Leather conservation, car seats specifically.

I was reading that first class magazine, 'The Automobile', a couple of days ago which contained this extremely interesting article that is relevant to all Morgan owners whose cars have leather seating.

It followed a visit to the Leather Conservation Centre in Northampton, "" where the magazine's journalist met Yvette Fletcher, the Head Conservator. The main purpose was to find out the service that they offer to people with old cars.

At this point I will quote what was said in the article.

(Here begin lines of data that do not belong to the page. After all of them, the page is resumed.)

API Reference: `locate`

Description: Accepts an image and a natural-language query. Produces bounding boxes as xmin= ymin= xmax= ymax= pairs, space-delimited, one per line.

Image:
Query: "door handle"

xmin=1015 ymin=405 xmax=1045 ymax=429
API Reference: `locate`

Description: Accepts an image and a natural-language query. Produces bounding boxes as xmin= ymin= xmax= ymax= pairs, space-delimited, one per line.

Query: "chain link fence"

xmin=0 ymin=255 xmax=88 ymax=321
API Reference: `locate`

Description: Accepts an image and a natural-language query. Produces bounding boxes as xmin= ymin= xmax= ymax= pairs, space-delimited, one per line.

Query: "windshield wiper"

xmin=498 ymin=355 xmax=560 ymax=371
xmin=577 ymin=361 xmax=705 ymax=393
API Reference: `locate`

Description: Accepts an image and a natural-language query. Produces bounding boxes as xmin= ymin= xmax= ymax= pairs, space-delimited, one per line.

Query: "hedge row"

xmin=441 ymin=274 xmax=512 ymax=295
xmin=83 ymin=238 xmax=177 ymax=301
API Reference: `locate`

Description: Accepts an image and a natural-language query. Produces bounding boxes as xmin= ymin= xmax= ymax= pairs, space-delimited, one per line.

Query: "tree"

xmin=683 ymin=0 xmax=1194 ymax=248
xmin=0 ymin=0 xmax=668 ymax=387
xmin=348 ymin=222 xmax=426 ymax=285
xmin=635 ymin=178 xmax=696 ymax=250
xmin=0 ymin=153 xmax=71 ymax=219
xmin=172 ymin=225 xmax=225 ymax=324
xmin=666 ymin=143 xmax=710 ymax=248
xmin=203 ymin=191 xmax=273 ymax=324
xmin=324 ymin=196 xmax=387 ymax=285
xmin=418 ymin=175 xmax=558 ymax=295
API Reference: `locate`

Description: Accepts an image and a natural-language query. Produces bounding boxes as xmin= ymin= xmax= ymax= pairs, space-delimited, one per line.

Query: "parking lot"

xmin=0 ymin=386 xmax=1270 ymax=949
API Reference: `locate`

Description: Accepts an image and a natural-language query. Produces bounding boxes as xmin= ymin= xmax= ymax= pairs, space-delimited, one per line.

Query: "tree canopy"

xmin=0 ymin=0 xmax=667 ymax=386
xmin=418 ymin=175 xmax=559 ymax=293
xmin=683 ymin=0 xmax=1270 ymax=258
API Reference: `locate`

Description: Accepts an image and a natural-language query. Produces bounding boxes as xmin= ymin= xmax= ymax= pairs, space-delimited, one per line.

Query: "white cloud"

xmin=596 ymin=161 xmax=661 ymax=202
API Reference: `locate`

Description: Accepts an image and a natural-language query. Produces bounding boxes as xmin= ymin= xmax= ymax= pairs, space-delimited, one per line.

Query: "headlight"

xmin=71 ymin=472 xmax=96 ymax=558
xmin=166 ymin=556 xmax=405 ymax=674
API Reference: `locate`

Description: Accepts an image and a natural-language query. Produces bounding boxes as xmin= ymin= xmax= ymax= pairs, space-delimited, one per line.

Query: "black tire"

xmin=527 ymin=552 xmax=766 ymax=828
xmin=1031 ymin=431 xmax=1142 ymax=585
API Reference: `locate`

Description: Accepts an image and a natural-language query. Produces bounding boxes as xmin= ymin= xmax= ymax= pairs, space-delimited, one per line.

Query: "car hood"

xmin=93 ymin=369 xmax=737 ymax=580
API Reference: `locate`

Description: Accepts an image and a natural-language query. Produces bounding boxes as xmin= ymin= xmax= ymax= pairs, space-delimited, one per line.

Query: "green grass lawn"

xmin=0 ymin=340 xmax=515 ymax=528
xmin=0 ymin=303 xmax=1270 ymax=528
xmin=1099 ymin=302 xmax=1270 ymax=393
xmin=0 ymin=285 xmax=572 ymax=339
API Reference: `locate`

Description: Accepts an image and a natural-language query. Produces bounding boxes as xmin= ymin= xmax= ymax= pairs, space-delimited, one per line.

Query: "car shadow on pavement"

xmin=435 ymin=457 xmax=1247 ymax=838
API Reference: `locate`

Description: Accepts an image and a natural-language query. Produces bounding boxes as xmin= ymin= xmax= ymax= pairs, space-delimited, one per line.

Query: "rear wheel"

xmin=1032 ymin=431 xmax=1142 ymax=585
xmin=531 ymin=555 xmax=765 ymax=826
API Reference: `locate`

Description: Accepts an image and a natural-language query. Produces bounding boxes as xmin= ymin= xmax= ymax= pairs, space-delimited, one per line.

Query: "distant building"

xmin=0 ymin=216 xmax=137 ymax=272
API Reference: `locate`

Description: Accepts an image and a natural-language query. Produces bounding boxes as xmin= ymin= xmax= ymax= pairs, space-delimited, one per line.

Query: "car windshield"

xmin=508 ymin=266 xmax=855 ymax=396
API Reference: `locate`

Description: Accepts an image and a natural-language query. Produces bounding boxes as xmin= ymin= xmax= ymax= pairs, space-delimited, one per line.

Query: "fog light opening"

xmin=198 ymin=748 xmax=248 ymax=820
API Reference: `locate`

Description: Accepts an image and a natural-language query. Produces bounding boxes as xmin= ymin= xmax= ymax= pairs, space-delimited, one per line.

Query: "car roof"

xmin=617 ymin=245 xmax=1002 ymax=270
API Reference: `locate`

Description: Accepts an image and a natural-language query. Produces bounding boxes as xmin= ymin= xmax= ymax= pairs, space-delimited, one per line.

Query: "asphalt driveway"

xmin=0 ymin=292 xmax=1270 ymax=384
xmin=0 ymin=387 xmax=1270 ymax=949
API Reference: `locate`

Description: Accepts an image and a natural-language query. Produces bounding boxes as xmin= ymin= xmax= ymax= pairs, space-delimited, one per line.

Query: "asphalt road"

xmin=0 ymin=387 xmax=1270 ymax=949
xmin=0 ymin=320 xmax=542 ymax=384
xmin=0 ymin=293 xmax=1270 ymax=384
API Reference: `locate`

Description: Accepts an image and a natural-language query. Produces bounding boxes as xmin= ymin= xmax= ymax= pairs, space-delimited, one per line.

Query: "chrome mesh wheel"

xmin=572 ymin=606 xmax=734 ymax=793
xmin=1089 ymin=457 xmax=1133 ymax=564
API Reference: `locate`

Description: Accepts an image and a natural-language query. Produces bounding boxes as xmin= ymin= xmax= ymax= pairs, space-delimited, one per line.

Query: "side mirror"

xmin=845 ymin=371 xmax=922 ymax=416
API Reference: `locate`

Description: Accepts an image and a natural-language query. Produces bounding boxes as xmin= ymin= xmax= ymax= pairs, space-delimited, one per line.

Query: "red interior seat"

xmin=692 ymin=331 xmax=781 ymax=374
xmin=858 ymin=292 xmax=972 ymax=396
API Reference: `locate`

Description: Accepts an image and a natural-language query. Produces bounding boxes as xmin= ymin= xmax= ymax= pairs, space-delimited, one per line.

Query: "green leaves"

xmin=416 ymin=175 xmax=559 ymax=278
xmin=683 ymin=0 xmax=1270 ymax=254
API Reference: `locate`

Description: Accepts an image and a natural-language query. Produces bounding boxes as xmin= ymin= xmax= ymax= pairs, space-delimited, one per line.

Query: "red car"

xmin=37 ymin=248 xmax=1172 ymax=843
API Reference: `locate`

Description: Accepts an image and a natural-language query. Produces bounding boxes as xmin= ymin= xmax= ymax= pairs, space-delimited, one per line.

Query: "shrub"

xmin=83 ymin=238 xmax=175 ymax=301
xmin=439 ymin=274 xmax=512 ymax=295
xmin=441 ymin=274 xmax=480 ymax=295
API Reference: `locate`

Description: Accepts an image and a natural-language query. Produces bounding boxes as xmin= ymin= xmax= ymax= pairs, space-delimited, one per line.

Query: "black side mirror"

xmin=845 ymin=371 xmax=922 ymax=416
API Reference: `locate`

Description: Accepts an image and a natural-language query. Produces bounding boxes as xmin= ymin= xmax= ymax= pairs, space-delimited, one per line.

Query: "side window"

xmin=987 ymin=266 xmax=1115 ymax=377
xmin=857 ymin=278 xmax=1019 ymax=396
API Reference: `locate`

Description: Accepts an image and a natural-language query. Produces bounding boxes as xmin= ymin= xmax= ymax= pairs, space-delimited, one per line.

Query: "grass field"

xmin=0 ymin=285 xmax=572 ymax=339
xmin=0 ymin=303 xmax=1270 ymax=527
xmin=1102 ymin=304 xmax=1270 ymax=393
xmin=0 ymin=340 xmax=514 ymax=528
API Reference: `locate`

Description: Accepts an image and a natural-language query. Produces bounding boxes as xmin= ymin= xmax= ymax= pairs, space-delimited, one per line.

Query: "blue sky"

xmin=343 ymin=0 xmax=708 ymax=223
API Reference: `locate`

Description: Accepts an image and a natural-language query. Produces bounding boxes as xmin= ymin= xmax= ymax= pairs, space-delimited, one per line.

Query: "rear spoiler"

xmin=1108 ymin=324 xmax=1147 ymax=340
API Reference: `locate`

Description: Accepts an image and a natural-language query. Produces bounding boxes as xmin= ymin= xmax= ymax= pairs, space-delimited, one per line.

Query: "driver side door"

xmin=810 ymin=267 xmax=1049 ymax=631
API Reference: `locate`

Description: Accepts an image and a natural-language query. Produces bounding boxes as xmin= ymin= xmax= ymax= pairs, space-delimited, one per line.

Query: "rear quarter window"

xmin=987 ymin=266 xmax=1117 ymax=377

"The biggest revelation comes when Yvette debunks the old myth that old leather needs feeding. 'You can't feed leather,' she says,' it's dead'. Apparently, the biggest enemy to leather conservation is, ironically, the dressings many of us are guilty of applying in the mistaken belief we are helping. 'Leather is made of very short fibres, all intertwined in a 3D matrix. Unlike textile, which has long weft and warp threads, they're very short. And if leather is over-oiled, the fibres tend to slide apart.'

Dressings can discolour leather by darkening it, and can encourage pests, which seem to like them. 'And when you come to conserve leather, a dressing can impede your work because adhesives don't stick so well.'

Leather is a very particular material. It's properties are dictated by its moisture content and its fat content, both of which have an optimum level. Ideally, it likes a high humidity of roughly 50-55%. But while the moisture content will fluctuate, depending on the environment, and is flexible, the fat content is not. The fat content is not coming out, so it's a mistake to think that it needs supplementing. 'Take the example of saddles and boots,' says Yvette, 'If you've been out riding and got sweaty and dirty, you have to wash your tack and, every time you will wash away some of the fat. But with a car its different. The leather doesn't get wet very often, so it doesn't need new fat. It's a mistake to add fat, as it will then have too much.'

The problem of over-waxing leather tends to be the appearance of lots of little splits, as the fibres come apart. Yvette says that older leathers were made to be much firmer, while new leather is made to be soft. People think their old leather needs a dressing or feed to make it soft and flexible, whereas in fact it would never have been soft in the first place.'

FOOD FOR THOUGHT EH! more 'feeding' of leather in either the Morgan or Volvo for me.

1 comment:

  1. Hello Chris,
    Very interesting and also confusing.
    I think it would be a good idea to publish this on TM. I am sure there will be a lot of opinions out there in this matter.